In the present embodiment, by being segmented to the title in video to be sorted, brief introduction, comment etc., cutting and redundancy Processing, each keyword included in the video to be sorted can be obtained, form crucial phrase.
Matching module 33, for the sort key for mapping the crucial phrase with each visual classification pre-set successively Word set is matched, and respectively obtains the sort key phrase to match with each sort key word set;
In the present embodiment, as an alternative embodiment, matching module 33 includes:Sort key word set extraction unit, matching Unit and Traversal Unit (not shown), wherein,
Sort key word set extraction unit, concentrated for the mapping relations in visual classification and sort key word set, extraction First sort key word set;
In the present embodiment, mapping relations are concentrated, and include one or more visual classifications, and each visual classification maps one point Class keywords collection.

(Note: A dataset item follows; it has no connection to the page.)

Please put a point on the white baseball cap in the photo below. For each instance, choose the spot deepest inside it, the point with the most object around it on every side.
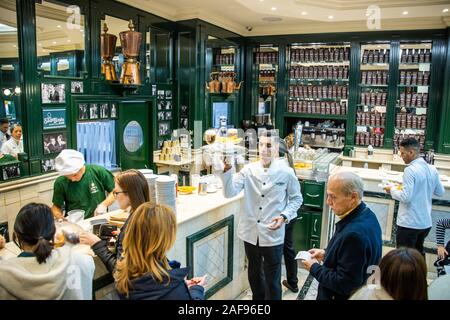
(69, 162)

In the present embodiment, as an alternative embodiment, sort key word set extraction unit includes:Sample video collected works list Member, sample classification subelement, sample keyword subelement, word frequency statisticses subelement, mapping relations structure subelement and mapping Set of relations subelement, wherein,
Sample video collection subelement, for obtaining Sample video collection;
Sample classification subelement, for according to the visual classification pre-set, that is concentrated to the Sample video to be every the same This video is classified, and obtains classification samples video group corresponding to each visual classification;
In the present embodiment, video can be classified in advance, for example, can be by visual classification:Funny video, red-letter day Video etc. being blessed, wherein, for funny video, can be divided into again:Sport category funny video, life kind funny video, amusement class Funny video etc., same Sample video can be attributed to different classification videos, and the present embodiment is not construed as limiting to this.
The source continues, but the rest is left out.